In der jüngsten Gemeinderatssitzung erläuterten nun Ulrich Fritz und Dr. Jörg Skriebeleit die neuen Pläne. Eine kleinere Version des ursprünglichen Modells soll demnach auf einem gemeindeeigenen Grundstück am Südring errichtet werden – am Fuß des Wanderwegs, der zum Stollenzugang „H“ hinaufführt. Der Vorteil ist, dass diese Plattform nahezu barrierefrei ist. Die Fachleute begründen die Standortwahl mit der Sichtbeziehung zum ehemaligen Lagergelände in Hersbruck. An dieser Stelle hat die Gemeinde ein Abfanggitter errichtet, um Laub und Geröll von der Straße fernzuhalten. Diese Vorrichtung würde nicht von den Planungen außer Funktion gesetzt.

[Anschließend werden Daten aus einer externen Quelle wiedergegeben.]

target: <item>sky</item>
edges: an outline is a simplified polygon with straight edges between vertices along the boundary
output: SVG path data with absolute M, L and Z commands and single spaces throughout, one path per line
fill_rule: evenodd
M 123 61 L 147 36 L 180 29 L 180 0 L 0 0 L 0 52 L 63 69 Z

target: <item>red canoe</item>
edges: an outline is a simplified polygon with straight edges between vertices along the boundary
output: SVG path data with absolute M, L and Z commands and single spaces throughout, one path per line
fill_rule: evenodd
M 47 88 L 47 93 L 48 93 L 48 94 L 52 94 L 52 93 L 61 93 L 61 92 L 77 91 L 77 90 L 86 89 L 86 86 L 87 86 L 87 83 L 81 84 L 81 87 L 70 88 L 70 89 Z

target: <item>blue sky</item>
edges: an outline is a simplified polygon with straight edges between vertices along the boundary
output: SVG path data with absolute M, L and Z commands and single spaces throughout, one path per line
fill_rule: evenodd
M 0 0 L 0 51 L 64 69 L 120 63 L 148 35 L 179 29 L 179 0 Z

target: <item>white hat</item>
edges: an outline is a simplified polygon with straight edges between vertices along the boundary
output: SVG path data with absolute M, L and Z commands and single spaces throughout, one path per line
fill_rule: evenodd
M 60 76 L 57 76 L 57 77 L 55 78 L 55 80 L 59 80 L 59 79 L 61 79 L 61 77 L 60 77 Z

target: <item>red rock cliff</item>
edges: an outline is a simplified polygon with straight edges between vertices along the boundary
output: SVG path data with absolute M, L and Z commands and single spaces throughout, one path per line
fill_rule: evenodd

Am vorderen Ende der Plattform wird durch einen Stahlbau (1,20 Meter breit und 2,40 Meter hoch) der Sichtbezug zwischen Happurg und Hersbruck hergestellt, so die Planung. Am Ende des Baus lenkt eine Aussparung den Blick der Besucher nach Hersbruck. Innerhalb des Stahlbaus wird der Bezug durch Audioelemente verstärkt. Ehemalige Häftlinge werden hier, mittels durchlaufender Tonschleife, von ihren Erfahrungen berichten.

Folgt der Besucher dem Blick aus dem Stahlbau, wird er auf eine Vitrine aufmerksam. Dort sollen Exponate des Vereins Dokumentationsstätte KZ Hersbruck gezeigt werden – ein Bohrhammer und andere Werkzeuge, aber auch ein Essgeschirr, das ein Häftling auf der Baustelle benutzte. Das dritte Element auf der Plattform bildet ein Modell des Stollensystems. Es wurde in einem Ausbauplan vom März 1945 dokumentiert. Dieses dritte Element der Stollennachbildung basiert auf dem Gedanken, den Stollen, wenn man schon nicht in ihn hineingehen kann, nach außen zu holen und ihn so sichtbar zu machen.

Die Stiftung Bayerische Gedenkstätten verhandelt zurzeit mit der Gemeinde Happurg über eine Erbbau-Regelung für das Gelände. Hersbruck habe schon Zustimmung signalisiert, ließen die Fachleute verlauten. Die Zugänglichkeit des historischen Ortes soll dadurch nachhaltig gesichert werden.

Von den Gemeinderäten kamen etliche Fragen. Zum einen machten sie sich Gedanken über die Parkplatz-Situation, über die Instandhaltungs- und Reinigungsarbeiten, aber auch über so profane Dinge wie den Toilettenbedarf. Fritz und Skriebeleit versicherten, dass sich die Unterhalts- und Reinigungsarbeiten auf ganz niedrigem Niveau bewegen würden. Von ihnen kam der Vorschlag, dass die Toiletten auf dem nahe gelegenen Friedhof genutzt werden könnten. Mit dieser Lösung wollten sich allerdings die Gemeinderäte nicht so recht anfreunden.

Der Gemeinderat billigte das geänderte Konzept einstimmig. Allerdings besteht die Notwendigkeit, die Parkplatz- und Toilettensituation noch in die Planung aufzunehmen. Dabei soll auch die Erbbauregelung einfließen.